According to U.S. Census Bureau data, U.S. manufacturing construction spending eclipsed $200 billion for the first time in July 2023 and now stands at $229 billion, a 32% increase from the year-ago period. The bulk of new manufacturing construction is being generated in the computer, electronics, and electrical equipment categories, suggesting robust construction activity in data centers, semiconductor plants, and electronic component manufacturers. The pace of activity is expected to accelerate as funds from the Inflation Reduction Act and the CHIPS Act flow into the economy. The Semiconductor Industry Association reports that over 50 new semiconductor ecosystem projects have been announced during the past six months alone.

total construction spending: manufacturing in the united states

Over the past 50 years, much of this new construction would have found its way to other geographies as manufacturers searched for ways to tap low-cost labor and keep a lid on production costs. But advances in automation, robotics, and supply chain logistics have narrowed, or in some cases eliminated, the cost advantages of other manufacturing jurisdictions. A 2022 report by Forrester Research found that companies that implement automation can reduce their operational costs by 25–50%. U.S. manufacturers are now using digital, twin technology to simulate and optimize production processes, reducing the need for physical prototypes and accelerating the development of new products.

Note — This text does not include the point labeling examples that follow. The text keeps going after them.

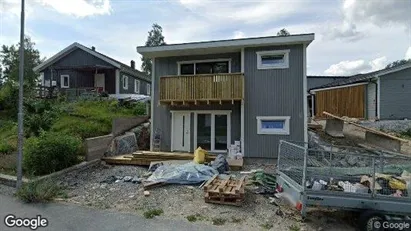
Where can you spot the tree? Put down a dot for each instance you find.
(9, 59)
(398, 63)
(283, 32)
(155, 38)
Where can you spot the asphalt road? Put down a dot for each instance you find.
(72, 217)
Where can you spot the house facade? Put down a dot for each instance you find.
(382, 94)
(211, 94)
(78, 68)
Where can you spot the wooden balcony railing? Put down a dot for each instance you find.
(202, 88)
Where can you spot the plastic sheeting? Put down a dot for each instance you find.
(190, 173)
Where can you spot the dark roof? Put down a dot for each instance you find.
(358, 78)
(125, 67)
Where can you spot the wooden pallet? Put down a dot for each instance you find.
(228, 192)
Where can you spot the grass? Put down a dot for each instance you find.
(219, 221)
(267, 226)
(39, 191)
(295, 227)
(150, 214)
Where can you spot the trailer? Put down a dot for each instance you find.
(375, 183)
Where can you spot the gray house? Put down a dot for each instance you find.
(211, 94)
(81, 68)
(382, 94)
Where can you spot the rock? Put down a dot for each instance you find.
(127, 178)
(136, 180)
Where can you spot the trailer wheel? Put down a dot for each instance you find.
(371, 221)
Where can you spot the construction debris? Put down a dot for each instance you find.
(225, 191)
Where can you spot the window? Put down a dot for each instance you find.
(275, 125)
(137, 86)
(125, 82)
(276, 59)
(212, 131)
(204, 67)
(65, 81)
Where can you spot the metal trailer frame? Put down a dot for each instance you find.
(302, 197)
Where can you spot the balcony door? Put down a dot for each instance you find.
(204, 67)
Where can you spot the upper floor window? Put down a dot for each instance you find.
(125, 82)
(276, 59)
(137, 86)
(65, 81)
(204, 67)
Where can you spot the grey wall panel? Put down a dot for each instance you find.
(395, 95)
(162, 115)
(371, 100)
(273, 92)
(319, 81)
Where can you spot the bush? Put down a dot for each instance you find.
(50, 152)
(39, 191)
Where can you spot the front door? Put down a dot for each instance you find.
(99, 81)
(181, 132)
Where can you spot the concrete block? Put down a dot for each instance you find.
(383, 141)
(96, 146)
(334, 128)
(121, 125)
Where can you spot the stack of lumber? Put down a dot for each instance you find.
(228, 192)
(144, 158)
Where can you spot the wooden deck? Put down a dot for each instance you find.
(196, 89)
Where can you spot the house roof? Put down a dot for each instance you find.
(359, 78)
(123, 67)
(222, 45)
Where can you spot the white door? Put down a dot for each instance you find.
(99, 81)
(180, 132)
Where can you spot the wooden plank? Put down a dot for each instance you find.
(365, 128)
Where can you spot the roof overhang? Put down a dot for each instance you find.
(67, 50)
(219, 46)
(338, 87)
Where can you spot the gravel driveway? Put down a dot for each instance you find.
(179, 201)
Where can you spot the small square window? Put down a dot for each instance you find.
(275, 125)
(276, 59)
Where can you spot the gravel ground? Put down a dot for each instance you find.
(180, 201)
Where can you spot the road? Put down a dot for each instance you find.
(72, 217)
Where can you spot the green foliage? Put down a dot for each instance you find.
(9, 59)
(39, 116)
(283, 32)
(39, 191)
(153, 213)
(50, 152)
(398, 63)
(155, 38)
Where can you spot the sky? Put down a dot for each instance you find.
(351, 36)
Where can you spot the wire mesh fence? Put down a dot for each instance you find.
(347, 170)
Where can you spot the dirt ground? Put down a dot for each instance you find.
(179, 201)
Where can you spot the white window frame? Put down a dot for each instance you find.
(213, 113)
(125, 82)
(202, 61)
(284, 65)
(273, 131)
(62, 81)
(137, 86)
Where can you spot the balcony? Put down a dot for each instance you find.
(196, 89)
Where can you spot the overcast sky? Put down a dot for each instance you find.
(351, 36)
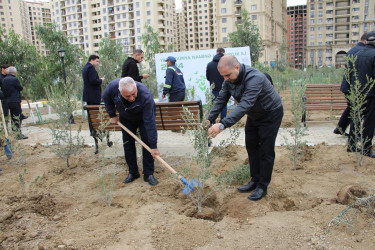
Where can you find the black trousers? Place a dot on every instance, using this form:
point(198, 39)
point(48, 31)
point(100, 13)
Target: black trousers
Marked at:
point(344, 121)
point(130, 149)
point(260, 138)
point(368, 125)
point(15, 112)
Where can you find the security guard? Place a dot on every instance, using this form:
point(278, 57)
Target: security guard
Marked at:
point(174, 81)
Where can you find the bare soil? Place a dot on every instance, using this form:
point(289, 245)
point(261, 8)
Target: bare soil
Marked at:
point(66, 210)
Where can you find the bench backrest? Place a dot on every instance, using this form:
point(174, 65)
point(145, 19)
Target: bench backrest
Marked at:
point(325, 96)
point(169, 115)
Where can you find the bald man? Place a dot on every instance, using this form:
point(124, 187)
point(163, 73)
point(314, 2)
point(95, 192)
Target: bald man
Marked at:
point(258, 100)
point(136, 109)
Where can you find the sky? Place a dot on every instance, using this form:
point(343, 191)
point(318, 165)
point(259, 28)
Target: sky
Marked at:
point(288, 3)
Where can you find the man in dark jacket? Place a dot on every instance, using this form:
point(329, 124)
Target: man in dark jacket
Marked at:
point(214, 77)
point(92, 84)
point(136, 109)
point(174, 82)
point(365, 74)
point(12, 90)
point(130, 68)
point(344, 121)
point(4, 72)
point(258, 99)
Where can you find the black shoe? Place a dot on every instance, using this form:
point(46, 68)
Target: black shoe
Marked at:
point(247, 188)
point(338, 132)
point(258, 194)
point(150, 179)
point(131, 177)
point(369, 153)
point(22, 137)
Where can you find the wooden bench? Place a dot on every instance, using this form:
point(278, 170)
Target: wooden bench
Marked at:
point(322, 97)
point(169, 116)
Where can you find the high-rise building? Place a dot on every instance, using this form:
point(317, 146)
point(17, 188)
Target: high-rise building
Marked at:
point(87, 22)
point(297, 32)
point(334, 26)
point(210, 22)
point(14, 16)
point(39, 14)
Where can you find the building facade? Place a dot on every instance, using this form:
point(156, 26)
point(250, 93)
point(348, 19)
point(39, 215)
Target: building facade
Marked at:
point(39, 14)
point(297, 34)
point(87, 22)
point(335, 26)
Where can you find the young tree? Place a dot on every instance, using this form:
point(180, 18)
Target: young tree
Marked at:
point(111, 59)
point(247, 34)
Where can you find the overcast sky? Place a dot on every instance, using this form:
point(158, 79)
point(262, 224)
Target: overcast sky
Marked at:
point(288, 3)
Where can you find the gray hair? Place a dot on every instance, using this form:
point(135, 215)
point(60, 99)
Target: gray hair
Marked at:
point(126, 83)
point(12, 70)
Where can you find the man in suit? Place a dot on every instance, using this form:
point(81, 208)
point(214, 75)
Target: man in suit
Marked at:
point(12, 90)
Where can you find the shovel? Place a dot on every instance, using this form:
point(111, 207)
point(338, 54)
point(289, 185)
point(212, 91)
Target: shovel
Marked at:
point(7, 147)
point(189, 185)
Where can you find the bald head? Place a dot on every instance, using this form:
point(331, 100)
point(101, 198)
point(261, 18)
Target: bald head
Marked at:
point(229, 68)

To help fuel this digital transformation, U.S. manufacturers are turning to the country’s energy sector for power solutions. Both the physical and digital manufacturing processes consume huge amounts of power, and access to low-cost energy serves as a meaningful cost advantage for U.S. manufacturers. A recent study conducted by BLS and Co., a consulting firm focused on location economics, showed that median electricity prices for industrial loads in the U.S. tend to be 34% to 49% lower than Chinese prices for the same base load. Meanwhile, natural gas, which acts as both a fuel and a feedstock in manufacturing is, on average, 3x as expensive in Europe as in the U.S., and was over 6x as expensive in Europe during 2022 as Europe transitioned away from Russian natural gas. Energy costs remain a key factor in manufacturing site selection and the U.S. has established itself as the low-cost provider.

While manufacturers choosing to locate within the U.S. reap the economic benefits, so too do U.S. consumers in the form of better pricing, improved product quality, and enhanced access to finished goods. With an average age of 39 years, the bulk of the U.S. population is in a prime position to consume. U.S. household income is high, household formation is rising, and housing demand is outstripping supply. Conditions are ripe for manufacturers to sell into the U.S market where demographics favor homebuilders and home improvement, omni-channel retail, and mobility. This confluence of factors is contributing to a surge in new manufacturing construction, the ecosystem that supports it, and the manufacturing renaissance that is well underway.


CRN: 2024-0405-11585 R

The opinions and views of this commentary are that of C.J. Lawrence and are not necessarily that of Advisors Asset Management.